If the prompt_type is not automatically detected, pass it explicitly:
python generate.py \
--inference_server="http://192.168.0.10:7680" \
--base_model=foo_model \
--prompt_type=llama2
Replicate
Set REPLICATE_API_TOKEN, install the package, and pass the Replicate model string:
pip install replicate
export REPLICATE_API_TOKEN=<key>
python generate.py \
--inference_server="replicate:lucataco/llama-2-7b-chat:6ab580ab4eef2c2b440f2441ec0fc0ace5470edaf2cbea50b8550aec0b3fbd38" \
--base_model="TheBloke/Llama-2-7b-Chat-GPTQ"
Replicate is not recommended for private document Q&A — only chunks of documents are sent to the LLM, but those chunks leave your infrastructure. It is sufficient when full privacy is not required.
AWS SageMaker
h2oGPT integrates with AWS SageMaker endpoints. Set your AWS credentials and pass the endpoint name and region:
export AWS_ACCESS_KEY_ID=<...>
export AWS_SECRET_ACCESS_KEY=<...>
python generate.py \
--inference_server=sagemaker_chat:<endpointname>:<region> \
--base_model=h2oai/h2ogpt-4096-llama2-7b-chat
Streaming is not yet supported for the LangChain SageMaker integration.
Locking multiple models
Use --model_lock to start h2oGPT with multiple inference servers active simultaneously. This enables side-by-side model comparison:
python generate.py --model_lock="[
{'inference_server':'http://192.168.1.46:6112','base_model':'h2oai/h2ogpt-oasst1-512-12b'},
{'inference_server':'http://192.168.1.46:6114','base_model':'h2oai/h2ogpt-oasst1-512-20b'},
{'inference_server':'openai_chat','base_model':'gpt-3.5-turbo'}
]" --model_lock_columns=3
No spaces are allowed inside the double-quoted --model_lock argument due to CLI argument parsing. Use single quotes inside the JSON-like structure.
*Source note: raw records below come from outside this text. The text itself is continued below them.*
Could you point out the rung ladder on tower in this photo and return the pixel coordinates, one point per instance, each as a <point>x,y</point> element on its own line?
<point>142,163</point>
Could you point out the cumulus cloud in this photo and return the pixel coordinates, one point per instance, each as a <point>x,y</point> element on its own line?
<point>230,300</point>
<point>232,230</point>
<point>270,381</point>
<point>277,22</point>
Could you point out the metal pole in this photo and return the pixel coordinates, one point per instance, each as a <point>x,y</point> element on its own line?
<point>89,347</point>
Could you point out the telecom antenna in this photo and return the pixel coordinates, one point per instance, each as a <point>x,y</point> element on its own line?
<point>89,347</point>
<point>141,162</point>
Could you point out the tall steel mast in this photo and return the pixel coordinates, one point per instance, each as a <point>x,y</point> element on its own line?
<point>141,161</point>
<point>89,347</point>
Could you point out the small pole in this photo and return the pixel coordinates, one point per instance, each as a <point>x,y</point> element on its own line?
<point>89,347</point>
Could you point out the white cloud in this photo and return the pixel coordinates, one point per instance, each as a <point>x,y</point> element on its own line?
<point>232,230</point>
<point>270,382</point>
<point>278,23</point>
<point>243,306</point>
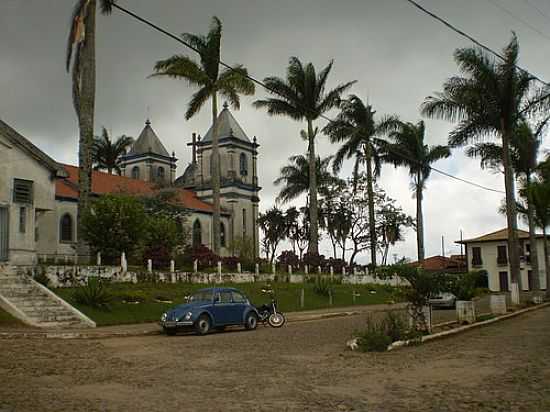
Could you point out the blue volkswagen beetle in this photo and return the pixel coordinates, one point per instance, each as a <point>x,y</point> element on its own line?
<point>212,308</point>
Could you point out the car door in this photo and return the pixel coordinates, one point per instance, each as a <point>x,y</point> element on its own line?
<point>224,312</point>
<point>239,304</point>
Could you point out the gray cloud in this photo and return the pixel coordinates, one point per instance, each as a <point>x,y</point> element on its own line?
<point>397,55</point>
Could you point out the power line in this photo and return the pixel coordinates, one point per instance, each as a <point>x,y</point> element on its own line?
<point>521,20</point>
<point>472,39</point>
<point>539,10</point>
<point>262,84</point>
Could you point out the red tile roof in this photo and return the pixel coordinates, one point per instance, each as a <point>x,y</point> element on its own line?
<point>104,183</point>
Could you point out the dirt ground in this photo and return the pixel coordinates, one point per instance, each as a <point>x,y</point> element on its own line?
<point>301,367</point>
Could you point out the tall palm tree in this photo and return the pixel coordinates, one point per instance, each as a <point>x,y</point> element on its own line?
<point>488,102</point>
<point>356,128</point>
<point>407,148</point>
<point>106,153</point>
<point>538,194</point>
<point>524,148</point>
<point>296,181</point>
<point>207,76</point>
<point>302,96</point>
<point>80,61</point>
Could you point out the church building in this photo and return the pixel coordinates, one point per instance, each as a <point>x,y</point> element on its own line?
<point>38,196</point>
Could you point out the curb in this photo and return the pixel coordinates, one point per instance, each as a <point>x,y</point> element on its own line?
<point>94,334</point>
<point>99,335</point>
<point>461,329</point>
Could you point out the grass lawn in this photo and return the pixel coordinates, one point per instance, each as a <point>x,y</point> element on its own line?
<point>288,296</point>
<point>8,321</point>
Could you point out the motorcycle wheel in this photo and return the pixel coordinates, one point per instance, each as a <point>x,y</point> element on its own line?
<point>276,320</point>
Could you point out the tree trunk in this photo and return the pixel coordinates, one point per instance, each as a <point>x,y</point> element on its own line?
<point>86,124</point>
<point>533,254</point>
<point>313,246</point>
<point>419,219</point>
<point>370,193</point>
<point>511,211</point>
<point>546,262</point>
<point>216,220</point>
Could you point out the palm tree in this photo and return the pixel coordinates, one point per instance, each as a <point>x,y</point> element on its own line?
<point>488,102</point>
<point>296,180</point>
<point>106,154</point>
<point>524,148</point>
<point>407,148</point>
<point>207,76</point>
<point>302,96</point>
<point>538,195</point>
<point>80,61</point>
<point>355,127</point>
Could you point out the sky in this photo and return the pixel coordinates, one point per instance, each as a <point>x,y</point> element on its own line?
<point>397,55</point>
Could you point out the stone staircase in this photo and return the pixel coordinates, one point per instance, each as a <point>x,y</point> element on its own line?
<point>34,304</point>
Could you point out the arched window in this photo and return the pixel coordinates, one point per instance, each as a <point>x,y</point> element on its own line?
<point>197,233</point>
<point>212,164</point>
<point>160,173</point>
<point>243,163</point>
<point>222,234</point>
<point>66,228</point>
<point>244,223</point>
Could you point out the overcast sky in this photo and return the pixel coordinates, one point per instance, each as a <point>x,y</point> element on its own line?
<point>398,55</point>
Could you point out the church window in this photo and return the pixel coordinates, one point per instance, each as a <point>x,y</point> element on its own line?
<point>197,234</point>
<point>160,173</point>
<point>244,223</point>
<point>243,163</point>
<point>66,228</point>
<point>212,164</point>
<point>222,234</point>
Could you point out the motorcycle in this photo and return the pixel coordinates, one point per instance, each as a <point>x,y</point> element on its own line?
<point>269,313</point>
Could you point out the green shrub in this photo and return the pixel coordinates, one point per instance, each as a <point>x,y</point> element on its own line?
<point>129,297</point>
<point>41,278</point>
<point>374,338</point>
<point>94,294</point>
<point>322,287</point>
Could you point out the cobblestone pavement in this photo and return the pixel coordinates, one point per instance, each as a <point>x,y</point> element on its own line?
<point>300,367</point>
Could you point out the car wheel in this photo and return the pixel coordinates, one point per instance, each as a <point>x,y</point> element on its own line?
<point>276,320</point>
<point>203,324</point>
<point>170,331</point>
<point>251,321</point>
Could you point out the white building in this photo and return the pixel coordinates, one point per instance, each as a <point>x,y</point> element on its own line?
<point>38,196</point>
<point>490,252</point>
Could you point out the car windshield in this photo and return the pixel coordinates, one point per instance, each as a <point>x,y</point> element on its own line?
<point>201,296</point>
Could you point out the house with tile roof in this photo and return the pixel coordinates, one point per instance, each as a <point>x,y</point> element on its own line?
<point>489,252</point>
<point>38,196</point>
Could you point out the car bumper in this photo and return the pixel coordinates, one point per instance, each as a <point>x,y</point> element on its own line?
<point>170,324</point>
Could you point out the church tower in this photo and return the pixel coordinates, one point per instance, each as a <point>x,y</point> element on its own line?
<point>148,159</point>
<point>238,177</point>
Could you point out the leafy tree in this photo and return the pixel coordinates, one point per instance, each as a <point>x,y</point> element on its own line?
<point>106,154</point>
<point>302,96</point>
<point>116,224</point>
<point>356,129</point>
<point>407,148</point>
<point>524,149</point>
<point>296,181</point>
<point>81,62</point>
<point>537,194</point>
<point>488,102</point>
<point>391,223</point>
<point>274,228</point>
<point>229,83</point>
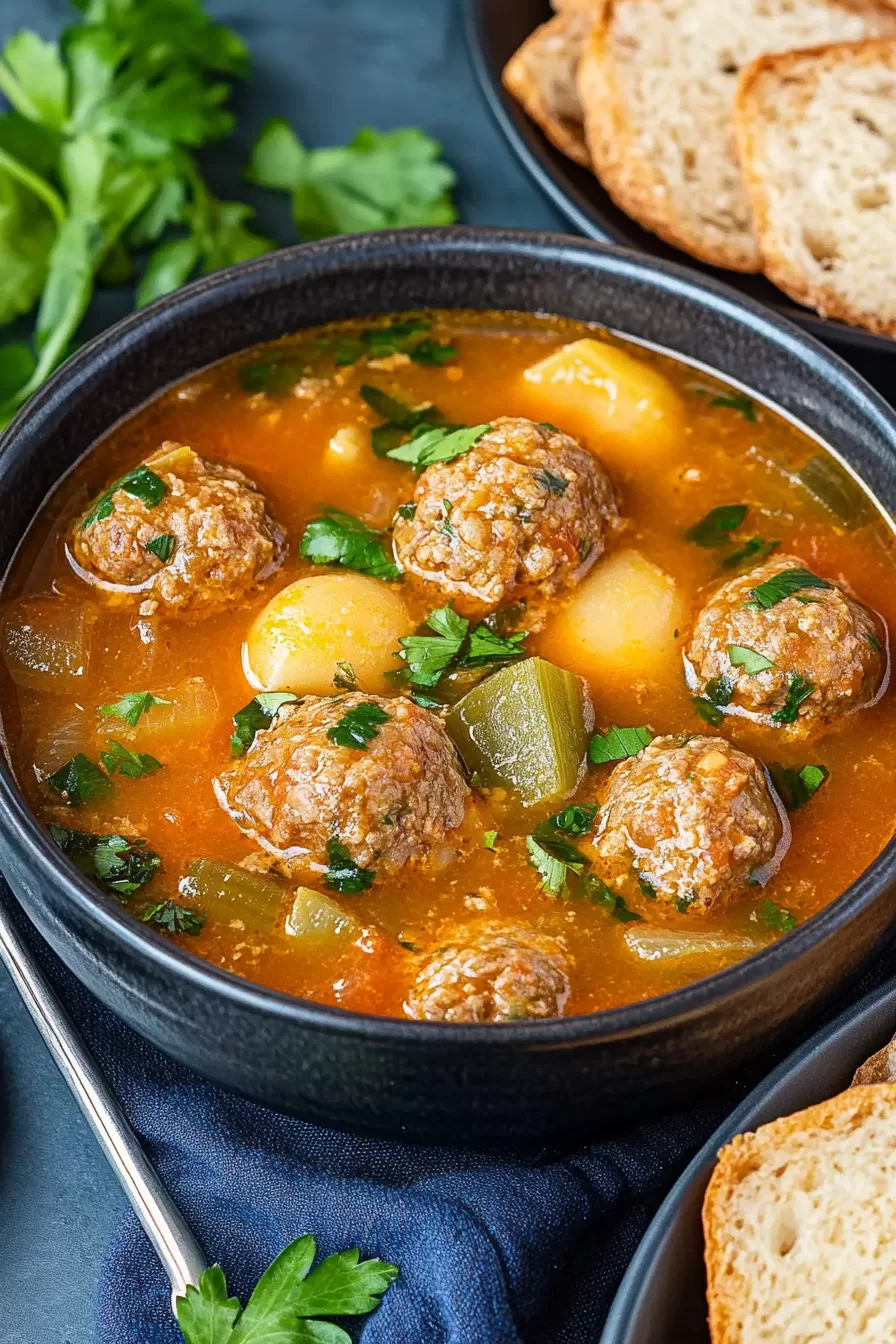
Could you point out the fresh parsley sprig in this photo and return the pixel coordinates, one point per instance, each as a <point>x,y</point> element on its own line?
<point>288,1301</point>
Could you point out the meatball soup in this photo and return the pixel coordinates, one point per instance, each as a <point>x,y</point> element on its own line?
<point>466,667</point>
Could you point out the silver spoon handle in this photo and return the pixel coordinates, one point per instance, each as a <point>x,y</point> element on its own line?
<point>161,1221</point>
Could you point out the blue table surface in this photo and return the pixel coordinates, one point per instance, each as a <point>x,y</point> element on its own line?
<point>329,66</point>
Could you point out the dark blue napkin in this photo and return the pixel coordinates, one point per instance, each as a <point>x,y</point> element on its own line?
<point>493,1247</point>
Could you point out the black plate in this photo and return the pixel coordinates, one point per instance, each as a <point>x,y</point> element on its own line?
<point>662,1297</point>
<point>495,30</point>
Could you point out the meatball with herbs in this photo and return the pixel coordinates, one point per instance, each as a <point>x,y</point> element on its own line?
<point>490,973</point>
<point>347,781</point>
<point>524,512</point>
<point>695,820</point>
<point>787,648</point>
<point>179,531</point>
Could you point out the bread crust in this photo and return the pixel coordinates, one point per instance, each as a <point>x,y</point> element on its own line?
<point>523,79</point>
<point>754,85</point>
<point>727,1292</point>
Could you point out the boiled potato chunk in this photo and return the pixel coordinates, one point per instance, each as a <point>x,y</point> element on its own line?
<point>622,620</point>
<point>626,409</point>
<point>317,622</point>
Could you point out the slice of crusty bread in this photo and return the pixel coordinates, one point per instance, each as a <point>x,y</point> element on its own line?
<point>542,75</point>
<point>817,135</point>
<point>657,84</point>
<point>799,1223</point>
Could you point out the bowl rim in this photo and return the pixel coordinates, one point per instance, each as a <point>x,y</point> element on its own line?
<point>49,864</point>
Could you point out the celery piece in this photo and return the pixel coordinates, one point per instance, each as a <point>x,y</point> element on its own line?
<point>226,893</point>
<point>319,921</point>
<point>527,729</point>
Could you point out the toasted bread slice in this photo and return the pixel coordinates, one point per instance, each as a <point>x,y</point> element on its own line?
<point>817,136</point>
<point>657,85</point>
<point>542,75</point>
<point>798,1223</point>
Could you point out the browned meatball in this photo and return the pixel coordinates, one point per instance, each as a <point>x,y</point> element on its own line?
<point>828,652</point>
<point>222,540</point>
<point>524,512</point>
<point>492,973</point>
<point>696,819</point>
<point>296,788</point>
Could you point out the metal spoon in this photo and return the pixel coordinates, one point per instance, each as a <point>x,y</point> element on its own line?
<point>175,1245</point>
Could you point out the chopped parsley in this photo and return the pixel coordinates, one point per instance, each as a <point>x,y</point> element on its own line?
<point>257,715</point>
<point>783,585</point>
<point>122,864</point>
<point>357,726</point>
<point>618,743</point>
<point>79,781</point>
<point>168,917</point>
<point>344,678</point>
<point>441,444</point>
<point>777,917</point>
<point>141,483</point>
<point>120,760</point>
<point>718,524</point>
<point>751,661</point>
<point>340,539</point>
<point>798,690</point>
<point>343,874</point>
<point>132,706</point>
<point>161,546</point>
<point>797,785</point>
<point>555,484</point>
Selecting visible models at startup
export vis="['h2oai/h2ogpt-4096-llama2-70b-chat','HuggingFaceH4/zephyr-7b-alpha','gpt-3.5-turbo-0613']"
python generate.py \
--model_lock="$MODEL_LOCK" \
--visible_models="$vis"
In-app model management
When running h2oGPT, you can add and switch models without restarting. In the Models tab:
- Enter the model name (same as
--base_model) and server URL (same as --inference_server).
- Click Add new Model, Lora, Server url:port.
- Select the model from the dropdown and click Load-Unload.
Click Load Model Names from Server to auto-populate model names from compatible inference servers (vLLM, oLLaMa, etc.).
--base_model is always required on the CLI. It is not auto-populated even when connecting to a server that exposes a model list endpoint.